Ludwig van Beethoven fu uno dei più grandi geni musicali mai esistiti. Indagarne la vita vuol dire accostarsi ad altezze umanamente insolite, rubarne per un istante la grandezza e la follia per raggiungere ebbrezze ed emozioni insperate. In scena la storia del suo talento immenso e della sua umanità. Trasportato da una «passione antica» che trasuda in ogni battuta e in ogni suo gesto, Corrado d’Elia ci racconta la genesi di quella Sinfonia, quei quattro movimenti così conosciuti e amati che hanno cambiato la storia della musica per sempre.
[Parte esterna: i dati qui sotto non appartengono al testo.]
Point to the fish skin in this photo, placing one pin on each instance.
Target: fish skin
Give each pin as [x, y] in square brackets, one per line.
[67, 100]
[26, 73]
Perché Beethoven aspettò dieci anni per comporre la Nona avendone la musica già in testa? Cosa successe in quei dieci anni? Cosa cambiò nel mondo che lo circondava e dentro di lui, e, soprattutto, come si preparò alla serata della prima rappresentazione a Vienna il 7 maggio del 1824? Rinunciando alla mimesi, l’attore, regista e autore sceglie semplicemente di narrare Beethoven; la sordità, i rapporti col padre e con il suo tempo, il suo talento, gli amori, profondi e contrastati, le sue durezze e soprattutto la sua musica immortale.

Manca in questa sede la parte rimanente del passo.